Batıdan bakarak Kürdü anlayamayanlar için tam bir deneydir bu. Bir anlığına kendinizi Diyarbakırlı genç bir insanın yerine koyun. Sandığa gidiyorsunuz, oyunuzu kullanıyorsunuz ve sonra biri gelip bu kâğıt parçalarının bir değerinin olmadığını söylüyor. Neden diye sokağa çıktığınızda da sopayla karşınıza dikiliyor. Yani kısacası sizi açık siyaset alanında yaşatmıyor, yaşatmayacağını açıkça ilan ediyor. İstanbul’daki 6 Mayıs YSK kararı bunun yanında gazoz sayılır. Seçim iptali filan değil bu; sen kimi seçersen seç ben bildiğimi okurum tavrıyla karşı karşıyayız. Bağlar rezaletini ne çabuk unuttuk?
‘Sustukça’ sıra buralara gelir mi peki? Öyle bir kural yok! Kim uyduruyor ki bunu? Gelmeyebilir. Niye gelsin hem? 23 Haziran’dan bu yana tatilde olan bir muhalefet varken, niye gelsin hakikaten? Evet, belediyelerdeki rantlar kesildi biraz, sıkıntı var elbette ama misal, İmamoğlu şimdiye kadar İBB kaynakları ve tesisleri üzerinden yapılan ‘devlet işleri’ üzerine bir açıklama yaptı mı hiç? Peki, hezimete uğramış bir iktidarı zorlayıcı tek hamle var mı? Her ‘milli’ meselede iktidarın arkasında kayalar gibi durmaktan vazgeçiyor mu muhalefetin ana gövdesi? Tank-Palet’in önünde oturup parti örgütlerine ‘aman ha Kürtlerle bir arada durmayın’ diye emirler yağdıran kim? Suriye için konferans planlayıp Kürtler gelmesin de ne kadar çeteci varsa gelsin diyen kim?
Balık hafızalı mıyız biz? Şimdi, şu anda, eski AİHM yargıcı Rıza Türmen bu ülkede Cumhurbaşkanlığı makamında oturuyor olabilirdi mesela. Üç-beş yıl geçince herkes unutuyor bunları kolayca. 2014’te, Türmen’i öneren HDP’nin ille de Demirtaş diye bir derdi mi vardı? Demirtaş’ın kendisinin böyle bir derdi mi vardı? Bunu elinin tersiyle itip Ekmeleddin salaklığıyla Erdoğan’ı Cumhurbaşkanı yapan kimdi? Daha sonra da Meclis’i polisin av alanı haline getiren kimdi peki?
Şimdi geldik bugüne… Susarsak sıra Batı’ya da gelirmiş! Gelmez. Biz bu ülkede ‘Müjde! Soğuk hava dalgası yarından itibaren doğuya doğru kayıyor’ diye haber sunan meteoroloji uzmanları gördük! Neden gelsin ki?

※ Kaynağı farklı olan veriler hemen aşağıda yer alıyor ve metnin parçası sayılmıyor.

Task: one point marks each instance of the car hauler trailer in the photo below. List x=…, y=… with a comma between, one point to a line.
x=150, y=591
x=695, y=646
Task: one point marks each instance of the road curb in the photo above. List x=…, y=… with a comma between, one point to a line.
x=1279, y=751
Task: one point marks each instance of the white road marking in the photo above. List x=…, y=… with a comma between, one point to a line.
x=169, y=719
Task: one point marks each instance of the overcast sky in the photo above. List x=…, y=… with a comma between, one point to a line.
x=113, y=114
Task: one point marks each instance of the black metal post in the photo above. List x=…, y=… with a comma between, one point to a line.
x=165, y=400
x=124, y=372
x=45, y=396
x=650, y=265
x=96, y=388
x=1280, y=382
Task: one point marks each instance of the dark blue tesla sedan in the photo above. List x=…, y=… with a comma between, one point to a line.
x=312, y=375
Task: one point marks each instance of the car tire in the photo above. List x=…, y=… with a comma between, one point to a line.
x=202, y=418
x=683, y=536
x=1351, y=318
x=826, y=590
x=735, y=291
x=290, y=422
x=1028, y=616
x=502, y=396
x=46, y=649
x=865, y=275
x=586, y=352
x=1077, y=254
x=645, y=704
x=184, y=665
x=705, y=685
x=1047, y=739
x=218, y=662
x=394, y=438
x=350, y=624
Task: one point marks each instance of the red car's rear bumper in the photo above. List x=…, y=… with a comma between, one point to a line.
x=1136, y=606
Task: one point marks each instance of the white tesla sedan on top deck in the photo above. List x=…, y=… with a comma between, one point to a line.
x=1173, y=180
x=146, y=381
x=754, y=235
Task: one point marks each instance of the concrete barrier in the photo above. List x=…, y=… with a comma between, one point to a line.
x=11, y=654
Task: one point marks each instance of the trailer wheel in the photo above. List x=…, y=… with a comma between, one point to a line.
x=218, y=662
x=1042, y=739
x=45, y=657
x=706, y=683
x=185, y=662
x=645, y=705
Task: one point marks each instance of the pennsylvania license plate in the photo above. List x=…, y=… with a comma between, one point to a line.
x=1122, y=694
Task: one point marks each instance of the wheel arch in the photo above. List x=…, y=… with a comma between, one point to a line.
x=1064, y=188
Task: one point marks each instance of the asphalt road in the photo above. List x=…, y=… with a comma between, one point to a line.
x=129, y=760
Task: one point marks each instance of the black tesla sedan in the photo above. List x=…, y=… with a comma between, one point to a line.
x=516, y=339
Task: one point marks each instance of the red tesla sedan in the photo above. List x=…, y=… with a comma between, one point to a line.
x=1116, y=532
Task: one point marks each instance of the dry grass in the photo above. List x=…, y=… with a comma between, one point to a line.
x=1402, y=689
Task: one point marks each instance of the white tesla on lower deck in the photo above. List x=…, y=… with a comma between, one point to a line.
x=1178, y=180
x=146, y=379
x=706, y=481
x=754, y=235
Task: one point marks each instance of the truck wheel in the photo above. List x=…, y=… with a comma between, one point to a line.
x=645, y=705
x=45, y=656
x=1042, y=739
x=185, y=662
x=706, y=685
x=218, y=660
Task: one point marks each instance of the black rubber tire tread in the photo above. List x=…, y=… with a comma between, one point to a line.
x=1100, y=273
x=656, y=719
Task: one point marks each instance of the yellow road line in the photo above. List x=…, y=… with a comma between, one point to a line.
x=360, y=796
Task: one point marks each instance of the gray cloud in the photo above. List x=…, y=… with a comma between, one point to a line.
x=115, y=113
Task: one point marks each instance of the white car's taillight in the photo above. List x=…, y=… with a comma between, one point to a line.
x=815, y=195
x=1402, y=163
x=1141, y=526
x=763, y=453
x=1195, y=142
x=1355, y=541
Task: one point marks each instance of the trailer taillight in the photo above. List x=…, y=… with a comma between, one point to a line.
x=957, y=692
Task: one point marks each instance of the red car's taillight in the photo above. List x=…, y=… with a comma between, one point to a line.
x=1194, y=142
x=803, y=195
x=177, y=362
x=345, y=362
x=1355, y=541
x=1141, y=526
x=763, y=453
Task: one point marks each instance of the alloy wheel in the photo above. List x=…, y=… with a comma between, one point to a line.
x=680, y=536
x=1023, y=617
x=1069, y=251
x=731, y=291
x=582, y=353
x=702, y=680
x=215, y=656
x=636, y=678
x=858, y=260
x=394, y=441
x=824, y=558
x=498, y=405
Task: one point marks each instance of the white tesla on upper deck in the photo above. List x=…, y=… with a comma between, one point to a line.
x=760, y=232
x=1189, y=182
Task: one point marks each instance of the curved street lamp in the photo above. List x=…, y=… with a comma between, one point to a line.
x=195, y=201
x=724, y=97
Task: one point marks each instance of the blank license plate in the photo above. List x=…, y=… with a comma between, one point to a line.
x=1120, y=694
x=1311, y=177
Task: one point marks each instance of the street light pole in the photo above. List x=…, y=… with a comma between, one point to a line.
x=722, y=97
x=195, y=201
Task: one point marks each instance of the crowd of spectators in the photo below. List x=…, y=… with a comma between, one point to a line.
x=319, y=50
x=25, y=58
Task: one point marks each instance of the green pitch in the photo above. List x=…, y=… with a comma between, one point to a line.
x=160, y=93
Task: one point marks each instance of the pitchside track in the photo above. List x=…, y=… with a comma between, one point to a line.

Ama onlar da kendilerine çeki düzen versinler canım! Bir ehlileşseler, kucağımız onlara da açık! Herkesi kucaklıyoruz çünkü biz! CHP seçmeninin sülalesine küfreden trolleri de, savaş sanayinin taze damatlarını da, El-Kaide türevi Suriye çetelerini de… Herkesi, herkesi kucaklıyoruz! Şimdilik ama… Hele şu eski ‘derin stratejistler’ yeni partilerini kursunlar, o zaman bakarız duruma, berikiler hala fabrika ayarlarına gelmemişlerse kucağımızın sol yanını kapatıveririz iyice, birkaç kamikaze milletvekili Cumartesi eylemlerinde filan durumu idare eder, biz kendi bildiğimiz yoldan yürürüz.
Göreceğiz. Hep birlikte yaşayıp göreceğiz. Herkesin bir hesabı var ama halkın da bir hesabı var. Halk bazen yanlış hesabı kendi bildiği yoldan düzeltir ve herkesi hizaya sokar. Halkın hizası ile ‘Yenikapı’ hizasını karıştıranlar ise her zaman hüsrana uğrar.
Çünkü ‘sıra’ dediğimiz şey, malum tekerlemenin aksine, aslında ‘susanlara’ değil, konuşanlara geliyor. Susuyorsan zaten, seni niye rahatsız etsinler? Ancak sorun şu ki, konuşanlar zaten konuşuyor oldukları için gelene de gidene de bir güzel saydırıyorlar. Susanlara kalan ise ‘sıra’nın gelmemesinin, daha doğrusu zaten sırada olmamanın utancı oluyor.
Göreceğiz. Daha önce ‘İskender’ de görmüşüz, ‘Sultan Murat’ da. Gölgeleri bile kalmamış geride. Çünkü eninde sonunda tarih sorar o en bildik soruyu: “Ev sahibi ev sahibi / Hani bunun ilk sahibi?”